NoSQL Databases: Types, ACID vs BASE, and Use Cases

Posted on Dec 17, 2024 in Technology

NoSQL Databases: A Deep Dive

NoSQL, short for “Not Only SQL”, marks a shift from traditional relational database management systems (RDBMS) towards more flexible data storage and retrieval. NoSQL databases offer scalable, schema-less architectures, ideal for handling unstructured or semi-structured data.

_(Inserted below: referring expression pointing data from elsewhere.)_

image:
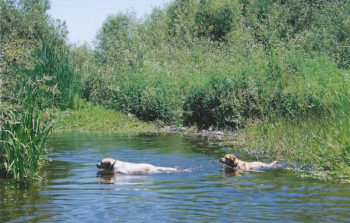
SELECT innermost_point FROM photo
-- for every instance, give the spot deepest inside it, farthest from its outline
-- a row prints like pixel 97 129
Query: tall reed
pixel 22 138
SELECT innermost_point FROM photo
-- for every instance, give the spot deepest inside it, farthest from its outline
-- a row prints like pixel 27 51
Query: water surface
pixel 73 190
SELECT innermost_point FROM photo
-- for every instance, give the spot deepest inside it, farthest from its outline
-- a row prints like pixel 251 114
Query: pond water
pixel 73 190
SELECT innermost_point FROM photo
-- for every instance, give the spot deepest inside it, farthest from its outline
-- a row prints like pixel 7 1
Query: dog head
pixel 229 160
pixel 106 163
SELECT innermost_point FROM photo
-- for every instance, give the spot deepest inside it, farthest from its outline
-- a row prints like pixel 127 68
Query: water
pixel 73 190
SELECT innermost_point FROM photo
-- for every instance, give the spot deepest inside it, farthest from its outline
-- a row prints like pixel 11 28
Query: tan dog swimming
pixel 117 166
pixel 232 161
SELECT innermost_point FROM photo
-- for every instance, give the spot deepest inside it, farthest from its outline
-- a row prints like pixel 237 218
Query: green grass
pixel 311 143
pixel 22 138
pixel 100 120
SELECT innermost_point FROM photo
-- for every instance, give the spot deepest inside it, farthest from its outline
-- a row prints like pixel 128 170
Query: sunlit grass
pixel 22 140
pixel 101 120
pixel 311 143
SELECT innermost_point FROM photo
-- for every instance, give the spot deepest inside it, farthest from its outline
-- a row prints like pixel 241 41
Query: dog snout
pixel 223 160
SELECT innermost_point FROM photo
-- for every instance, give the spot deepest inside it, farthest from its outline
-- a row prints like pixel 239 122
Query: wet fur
pixel 232 161
pixel 110 165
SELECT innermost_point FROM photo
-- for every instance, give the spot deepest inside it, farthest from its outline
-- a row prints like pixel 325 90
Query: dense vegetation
pixel 36 74
pixel 277 68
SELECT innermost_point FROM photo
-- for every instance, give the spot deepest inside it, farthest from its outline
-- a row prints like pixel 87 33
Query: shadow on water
pixel 74 190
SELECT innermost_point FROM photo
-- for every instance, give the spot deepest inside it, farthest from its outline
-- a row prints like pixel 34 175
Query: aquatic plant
pixel 22 138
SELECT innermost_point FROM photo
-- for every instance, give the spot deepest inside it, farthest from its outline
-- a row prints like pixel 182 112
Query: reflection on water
pixel 74 190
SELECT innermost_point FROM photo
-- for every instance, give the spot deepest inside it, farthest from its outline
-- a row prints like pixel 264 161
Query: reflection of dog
pixel 232 161
pixel 117 166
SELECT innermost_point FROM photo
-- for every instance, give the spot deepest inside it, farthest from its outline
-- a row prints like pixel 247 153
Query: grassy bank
pixel 100 120
pixel 313 144
pixel 222 65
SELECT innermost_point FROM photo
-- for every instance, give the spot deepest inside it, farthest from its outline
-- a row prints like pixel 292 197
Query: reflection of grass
pixel 316 143
pixel 98 119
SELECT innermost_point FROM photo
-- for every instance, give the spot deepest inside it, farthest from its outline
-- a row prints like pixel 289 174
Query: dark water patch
pixel 73 189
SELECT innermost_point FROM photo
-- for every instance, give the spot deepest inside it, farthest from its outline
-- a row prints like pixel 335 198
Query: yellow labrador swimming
pixel 117 166
pixel 232 161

They provide solutions tailored to specific data and workload needs, making them invaluable for modern applications, from real-time analytics to large-scale web applications.

Key Advantages of NoSQL

Scale: NoSQL databases scale out by distributing data across multiple servers.
Schema-less: They are more flexible with data models, accommodating semi-structured or unstructured data.
Performance: By avoiding joins and complex transactions, and using distributed architectures, NoSQL databases achieve high performance for specific workloads.

Types of NoSQL Databases

Document-based, column-based, key-value stores, and graph databases are common types.

NoSQL: BASE Properties

Before comparing NoSQL and RDBMS, it’s important to understand BASE, or “Basically Available”.

Basically Available: The system remains available for reads and writes, even when some nodes are unavailable, prioritizing availability over immediate consistency.
Soft state: The system’s state may change over time, even without input, due to the eventual consistency model.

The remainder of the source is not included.